1 files changed, 127 insertions, 96 deletions
diff --git a/drivers/iommu/arm-smmu.c b/drivers/iommu/arm-smmu.c
index 7c503a6bc585..4f1a350d9529 100644
--- a/drivers/iommu/arm-smmu.c
+++ b/drivers/iommu/arm-smmu.c
@@ -36,6 +36,7 @@
 #include <linux/pci.h>
 #include <linux/platform_device.h>
 #include <linux/pm_runtime.h>
+#include <linux/ratelimit.h>
 #include <linux/slab.h>
 
 #include <linux/amba/bus.h>
@@ -122,7 +123,7 @@ static inline int arm_smmu_rpm_get(struct arm_smmu_device *smmu)
 static inline void arm_smmu_rpm_put(struct arm_smmu_device *smmu)
 {
 	if (pm_runtime_enabled(smmu->dev))
-		pm_runtime_put(smmu->dev);
+		pm_runtime_put_autosuspend(smmu->dev);
 }
 
 static struct arm_smmu_domain *to_smmu_domain(struct iommu_domain *dom)
@@ -244,6 +245,9 @@ static void __arm_smmu_tlb_sync(struct arm_smmu_device *smmu, int page,
 	unsigned int spin_cnt, delay;
 	u32 reg;
 
+	if (smmu->impl && unlikely(smmu->impl->tlb_sync))

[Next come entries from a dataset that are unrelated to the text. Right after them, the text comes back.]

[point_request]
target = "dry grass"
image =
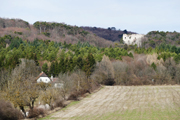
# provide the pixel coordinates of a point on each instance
(126, 102)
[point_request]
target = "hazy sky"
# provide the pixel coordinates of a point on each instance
(139, 16)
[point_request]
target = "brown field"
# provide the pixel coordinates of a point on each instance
(126, 102)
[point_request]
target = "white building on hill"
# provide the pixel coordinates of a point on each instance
(132, 39)
(43, 78)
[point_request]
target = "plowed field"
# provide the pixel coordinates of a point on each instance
(126, 102)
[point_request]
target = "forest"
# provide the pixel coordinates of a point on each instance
(83, 66)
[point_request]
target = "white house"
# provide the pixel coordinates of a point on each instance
(57, 83)
(43, 78)
(132, 39)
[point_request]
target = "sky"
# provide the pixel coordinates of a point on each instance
(140, 16)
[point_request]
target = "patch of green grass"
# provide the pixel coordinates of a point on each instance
(49, 116)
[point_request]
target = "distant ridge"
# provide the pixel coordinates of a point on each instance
(109, 34)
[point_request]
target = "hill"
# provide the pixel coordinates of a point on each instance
(58, 32)
(156, 38)
(109, 34)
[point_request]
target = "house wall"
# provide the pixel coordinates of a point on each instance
(132, 39)
(43, 79)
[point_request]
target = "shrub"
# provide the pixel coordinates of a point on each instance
(73, 96)
(59, 103)
(104, 73)
(35, 112)
(7, 112)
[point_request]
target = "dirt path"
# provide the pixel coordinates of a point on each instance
(126, 102)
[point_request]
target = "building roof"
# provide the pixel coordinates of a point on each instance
(42, 74)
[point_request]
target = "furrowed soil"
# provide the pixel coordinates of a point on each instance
(126, 102)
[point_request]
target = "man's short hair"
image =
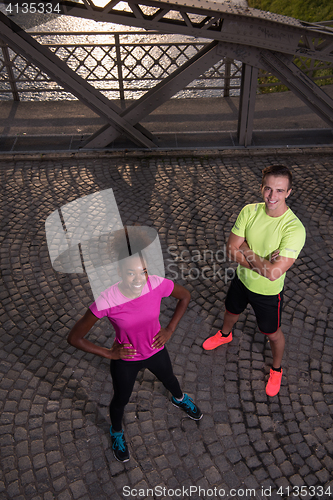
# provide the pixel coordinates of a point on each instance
(277, 171)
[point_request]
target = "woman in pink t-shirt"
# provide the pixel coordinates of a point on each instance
(133, 308)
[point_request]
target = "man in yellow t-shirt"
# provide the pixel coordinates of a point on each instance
(265, 241)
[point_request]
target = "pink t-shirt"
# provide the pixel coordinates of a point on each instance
(136, 321)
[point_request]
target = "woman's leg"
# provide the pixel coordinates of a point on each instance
(160, 366)
(123, 375)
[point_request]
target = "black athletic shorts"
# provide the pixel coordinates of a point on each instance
(267, 308)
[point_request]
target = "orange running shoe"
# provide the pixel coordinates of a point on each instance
(216, 340)
(274, 383)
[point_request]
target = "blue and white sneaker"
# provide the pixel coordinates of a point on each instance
(119, 446)
(187, 405)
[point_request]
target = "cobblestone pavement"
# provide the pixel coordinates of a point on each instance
(54, 399)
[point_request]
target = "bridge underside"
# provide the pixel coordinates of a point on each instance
(257, 39)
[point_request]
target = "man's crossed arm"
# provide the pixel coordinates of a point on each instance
(272, 268)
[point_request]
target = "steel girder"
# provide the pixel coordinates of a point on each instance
(194, 67)
(40, 55)
(215, 20)
(255, 31)
(282, 66)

+		return smmu->impl->tlb_sync(smmu, page, sync, status);
+
 	arm_smmu_writel(smmu, page, sync, QCOM_DUMMY_VAL);
 	for (delay = 1; delay < TLB_LOOP_TIMEOUT; delay *= 2) {
 		for (spin_cnt = TLB_SPIN_COUNT; spin_cnt > 0; spin_cnt--) {
@@ -268,9 +272,8 @@ static void arm_smmu_tlb_sync_global(struct arm_smmu_device *smmu)
 	spin_unlock_irqrestore(&smmu->global_sync_lock, flags);
 }
 
-static void arm_smmu_tlb_sync_context(void *cookie)

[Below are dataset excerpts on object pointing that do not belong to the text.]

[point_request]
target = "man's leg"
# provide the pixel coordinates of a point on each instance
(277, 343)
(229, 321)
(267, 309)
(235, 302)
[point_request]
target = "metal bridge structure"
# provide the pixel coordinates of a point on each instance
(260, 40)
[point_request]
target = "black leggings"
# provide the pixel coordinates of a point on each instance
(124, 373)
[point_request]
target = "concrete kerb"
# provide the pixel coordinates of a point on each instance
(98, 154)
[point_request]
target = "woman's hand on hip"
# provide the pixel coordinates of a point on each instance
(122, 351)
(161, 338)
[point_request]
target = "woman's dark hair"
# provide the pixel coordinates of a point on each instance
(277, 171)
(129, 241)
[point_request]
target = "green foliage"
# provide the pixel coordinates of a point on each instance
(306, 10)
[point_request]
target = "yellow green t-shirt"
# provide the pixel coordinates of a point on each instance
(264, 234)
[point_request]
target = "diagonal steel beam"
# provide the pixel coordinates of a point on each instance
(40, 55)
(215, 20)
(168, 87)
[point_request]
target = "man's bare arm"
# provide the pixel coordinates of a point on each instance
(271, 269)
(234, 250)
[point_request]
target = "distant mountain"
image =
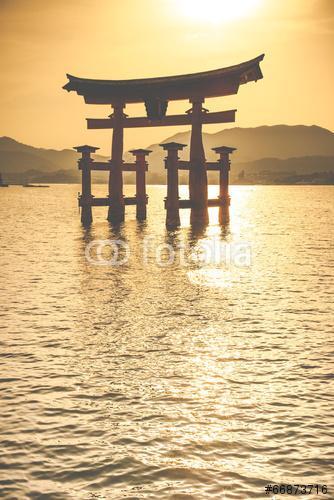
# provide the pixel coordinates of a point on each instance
(266, 151)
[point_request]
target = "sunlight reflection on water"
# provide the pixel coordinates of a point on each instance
(202, 379)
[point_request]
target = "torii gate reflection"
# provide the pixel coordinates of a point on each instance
(155, 93)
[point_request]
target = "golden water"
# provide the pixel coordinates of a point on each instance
(196, 380)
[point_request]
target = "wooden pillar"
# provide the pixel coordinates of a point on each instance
(172, 200)
(141, 168)
(225, 200)
(198, 181)
(85, 200)
(116, 199)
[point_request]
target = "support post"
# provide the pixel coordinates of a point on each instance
(141, 168)
(198, 181)
(116, 199)
(225, 199)
(85, 200)
(172, 200)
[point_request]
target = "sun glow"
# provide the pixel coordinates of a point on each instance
(217, 11)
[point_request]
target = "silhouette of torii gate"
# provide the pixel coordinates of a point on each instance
(155, 93)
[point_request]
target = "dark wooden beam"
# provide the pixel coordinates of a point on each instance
(106, 166)
(210, 165)
(167, 121)
(105, 202)
(215, 202)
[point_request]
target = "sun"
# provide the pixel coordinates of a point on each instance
(217, 11)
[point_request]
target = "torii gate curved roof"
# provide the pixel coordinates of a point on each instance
(216, 83)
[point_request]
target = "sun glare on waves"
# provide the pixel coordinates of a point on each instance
(217, 11)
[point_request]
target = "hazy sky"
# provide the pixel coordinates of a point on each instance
(43, 40)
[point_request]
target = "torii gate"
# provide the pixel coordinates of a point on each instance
(155, 93)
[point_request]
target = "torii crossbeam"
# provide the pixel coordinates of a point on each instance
(156, 93)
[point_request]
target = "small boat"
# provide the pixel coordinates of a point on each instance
(35, 185)
(3, 184)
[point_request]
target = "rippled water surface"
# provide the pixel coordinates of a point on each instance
(195, 380)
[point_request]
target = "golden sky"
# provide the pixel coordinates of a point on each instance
(43, 40)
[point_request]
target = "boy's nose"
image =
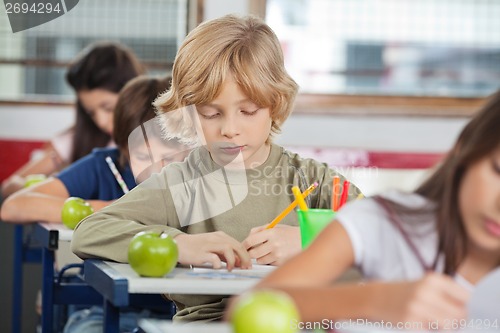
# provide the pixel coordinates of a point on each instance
(229, 128)
(104, 121)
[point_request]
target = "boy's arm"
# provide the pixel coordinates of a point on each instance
(308, 278)
(46, 165)
(435, 299)
(41, 202)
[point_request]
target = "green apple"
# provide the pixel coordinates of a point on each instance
(31, 180)
(74, 210)
(265, 311)
(152, 255)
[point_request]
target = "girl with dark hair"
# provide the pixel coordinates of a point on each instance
(140, 150)
(97, 74)
(430, 247)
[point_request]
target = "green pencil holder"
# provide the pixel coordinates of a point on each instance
(312, 222)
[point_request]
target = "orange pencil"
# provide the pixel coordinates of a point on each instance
(287, 210)
(299, 198)
(345, 192)
(335, 193)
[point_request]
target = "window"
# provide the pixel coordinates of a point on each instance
(425, 48)
(33, 62)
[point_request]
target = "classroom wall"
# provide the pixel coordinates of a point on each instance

+static void arm_smmu_tlb_sync_context(struct arm_smmu_domain *smmu_domain)
 {
-	struct arm_smmu_domain *smmu_domain = cookie;
 	struct arm_smmu_device *smmu = smmu_domain->smmu;
 	unsigned long flags;
 
@@ -280,13 +283,6 @@ static void arm_smmu_tlb_sync_context(void *cookie)

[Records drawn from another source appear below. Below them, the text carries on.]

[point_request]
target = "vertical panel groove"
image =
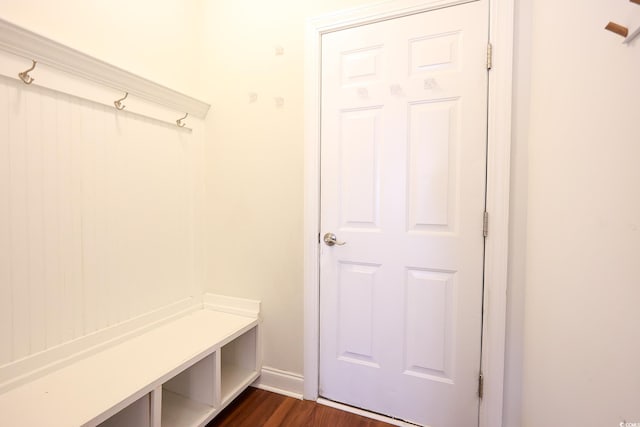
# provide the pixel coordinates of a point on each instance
(96, 218)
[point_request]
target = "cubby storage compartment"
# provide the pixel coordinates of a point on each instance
(188, 399)
(180, 373)
(239, 364)
(137, 414)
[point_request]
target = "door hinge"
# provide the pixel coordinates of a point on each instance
(485, 224)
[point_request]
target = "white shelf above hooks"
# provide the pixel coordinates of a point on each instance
(34, 47)
(632, 35)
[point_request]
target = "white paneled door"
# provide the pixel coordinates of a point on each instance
(404, 116)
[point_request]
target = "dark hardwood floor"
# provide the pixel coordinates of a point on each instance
(256, 408)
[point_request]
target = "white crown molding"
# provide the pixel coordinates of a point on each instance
(22, 42)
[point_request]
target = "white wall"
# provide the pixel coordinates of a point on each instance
(98, 208)
(158, 40)
(581, 340)
(573, 291)
(254, 161)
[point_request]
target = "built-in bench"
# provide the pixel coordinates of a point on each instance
(181, 373)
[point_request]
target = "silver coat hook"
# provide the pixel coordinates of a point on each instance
(180, 122)
(25, 77)
(118, 102)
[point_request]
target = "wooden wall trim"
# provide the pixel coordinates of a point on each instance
(32, 46)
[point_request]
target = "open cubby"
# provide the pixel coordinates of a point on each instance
(239, 365)
(136, 414)
(189, 399)
(182, 372)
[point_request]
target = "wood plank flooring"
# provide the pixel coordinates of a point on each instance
(259, 408)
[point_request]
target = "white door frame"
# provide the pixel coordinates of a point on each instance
(498, 177)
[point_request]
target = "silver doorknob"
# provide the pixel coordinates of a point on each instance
(330, 239)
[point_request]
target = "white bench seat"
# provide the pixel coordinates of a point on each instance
(97, 387)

 	spin_unlock_irqrestore(&smmu_domain->cb_lock, flags);
 }
 
-static void arm_smmu_tlb_sync_vmid(void *cookie)
-{
-	struct arm_smmu_domain *smmu_domain = cookie;
-
-	arm_smmu_tlb_sync_global(smmu_domain->smmu);
-}
-
 static void arm_smmu_tlb_inv_context_s1(void *cookie)
 {
 	struct arm_smmu_domain *smmu_domain = cookie;
@@ -297,7 +293,7 @@ static void arm_smmu_tlb_inv_context_s1(void *cookie)
 	wmb();
 	arm_smmu_cb_write(smmu_domain->smmu, smmu_domain->cfg.cbndx,
 			  ARM_SMMU_CB_S1_TLBIASID, smmu_domain->cfg.asid);
-	arm_smmu_tlb_sync_context(cookie);
+	arm_smmu_tlb_sync_context(smmu_domain);
 }
 
 static void arm_smmu_tlb_inv_context_s2(void *cookie)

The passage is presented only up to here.